The European Union is working tirelessly to ban a whole bunch of speech and thought - ironically enough in the name of “tolerance”. But as they say: no need to tolerate intolerance, although that sounds kinda oxymoronic. A EUROPEAN FRAMEWORK NATIONAL STATUTE FOR THE PROMOTION OF TOLERANCE
“Overt approval of a totalitarian ideology, xenophobia or anti-Semitism”
So that rules out giving praise to for instance Communism.
Hey, thanks. It’s the question prompted by this remark:
It also points to the problems with a money-isn’t-speech approach, when money is necessary for speech.
[QUOTE=Ravenman]
The heart of the concern about the influence of money in campaigns really has nothing to do with the operating expenses for CBS News or the USA Today.
[/quote]
And yet, the Saving Democracy Amendment is so loosly written, it could easily affect the operating expenses of CBS News or USA Today, and thus affecting the right to a free press. That is cause for concern.
[QUOTE=Ravenman]
It has to do with how candidates are incentivized to seek greater and greater amounts of money for their own purposes, and whether politicians are being put in positions that are not in the general interest of the public in order to obtain those contributions.

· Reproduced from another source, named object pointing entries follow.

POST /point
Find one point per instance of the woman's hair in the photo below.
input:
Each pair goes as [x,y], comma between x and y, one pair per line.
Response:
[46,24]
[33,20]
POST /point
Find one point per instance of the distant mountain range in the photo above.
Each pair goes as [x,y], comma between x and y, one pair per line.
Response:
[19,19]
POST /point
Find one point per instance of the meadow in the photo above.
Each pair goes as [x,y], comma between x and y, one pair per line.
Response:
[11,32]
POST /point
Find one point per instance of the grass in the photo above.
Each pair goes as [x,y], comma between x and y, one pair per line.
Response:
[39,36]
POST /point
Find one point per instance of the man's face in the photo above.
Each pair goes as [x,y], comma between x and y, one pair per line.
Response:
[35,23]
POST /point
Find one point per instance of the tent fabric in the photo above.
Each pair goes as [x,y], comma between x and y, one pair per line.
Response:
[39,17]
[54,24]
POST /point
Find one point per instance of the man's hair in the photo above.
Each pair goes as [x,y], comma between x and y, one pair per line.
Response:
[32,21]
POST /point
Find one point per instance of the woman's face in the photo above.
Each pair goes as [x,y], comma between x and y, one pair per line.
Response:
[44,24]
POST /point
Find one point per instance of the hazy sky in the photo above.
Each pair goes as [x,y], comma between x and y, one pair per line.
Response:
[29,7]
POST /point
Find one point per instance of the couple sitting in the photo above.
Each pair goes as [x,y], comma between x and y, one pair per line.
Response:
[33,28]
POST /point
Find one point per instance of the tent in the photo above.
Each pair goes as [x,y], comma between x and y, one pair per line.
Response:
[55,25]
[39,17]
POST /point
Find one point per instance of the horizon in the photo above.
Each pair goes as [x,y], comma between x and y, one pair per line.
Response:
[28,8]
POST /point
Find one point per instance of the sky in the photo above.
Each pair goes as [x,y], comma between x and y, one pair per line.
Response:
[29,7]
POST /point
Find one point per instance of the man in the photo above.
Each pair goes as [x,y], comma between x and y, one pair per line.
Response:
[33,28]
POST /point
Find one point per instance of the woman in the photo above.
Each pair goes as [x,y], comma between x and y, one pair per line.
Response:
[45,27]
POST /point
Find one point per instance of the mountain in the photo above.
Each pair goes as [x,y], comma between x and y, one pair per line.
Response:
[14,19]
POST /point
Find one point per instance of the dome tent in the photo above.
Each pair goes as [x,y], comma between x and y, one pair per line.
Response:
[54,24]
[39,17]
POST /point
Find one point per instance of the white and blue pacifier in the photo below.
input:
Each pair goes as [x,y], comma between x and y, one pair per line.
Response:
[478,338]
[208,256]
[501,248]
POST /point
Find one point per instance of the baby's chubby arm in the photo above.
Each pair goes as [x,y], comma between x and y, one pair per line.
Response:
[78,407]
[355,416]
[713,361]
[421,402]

So there are plenty of examples of political speech where funds were used, but no campaign funds were used. I trust you don’t require a list of those examples of difference-making political speech that had nothing to do with campaign contributions… but I’d be glad to oblige if that’s really required.
[/QUOTE]
I understand that distinction (unrelated as it is to my question for BrainGlutton), but it’s far from clear that the Saving Democracy Amendment recognizes it.
I phrased myself ambiguously. Individuals get free speech protections. They cannot get additional free speech protections by forming a corporation. The corporation should have no free speech rights whatsoever and should be required to abide by whatever regulations imposed by the will of the people. The rights of free speech should always be traced back to the human involved.